= Christian Ludewig Theodor Winkelmann =

German piano maker (1812–1875)

Christian Ludewig Theodor Winkelmann, also spelled Winckelmann (3 November 1812 – 7 February 1875) was a German piano maker.

== Life ==
Born in Braunschweig, Winkelmann was the son of a master carpenter. He first worked with luthier Carl Rautmann in Wolfenbüttel and in 1837 he founded a piano factory in Brunswick. The first 3 uprights were made at home. Then grand pianos were made. In 1851, through the pianist Henry Litolff, an association was formed with the piano manufacturer Friedrich Zeitter from Vienna who introduced some innovations such as iron frames. This increased production from 60 to 80 instruments per year. The company named Zeitter & Winkelmann was one of the largest piano manufacturers in northern Germany.
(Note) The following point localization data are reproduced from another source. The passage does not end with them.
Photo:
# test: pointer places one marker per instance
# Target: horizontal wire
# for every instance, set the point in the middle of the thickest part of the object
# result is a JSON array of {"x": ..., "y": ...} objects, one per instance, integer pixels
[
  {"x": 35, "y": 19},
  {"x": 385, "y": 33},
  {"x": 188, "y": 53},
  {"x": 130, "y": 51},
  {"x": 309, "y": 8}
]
In 1860, Winkelmann was appointed a supplier of pianos for the ducal court.

Winkelmann's grandson was the tenor Hermann Winkelmann and his great grandson the tenor Hans Winckelmann.

== Bibliography ==
- Horst-Rüdiger Jarck, Günter Scheel (editors): Braunschweigisches Biographisches Lexikon – 19. und 20. Jahrhundert. Hahnsche Buchhandlung, Hannover 1996, ISBN 3-7752-5838-8.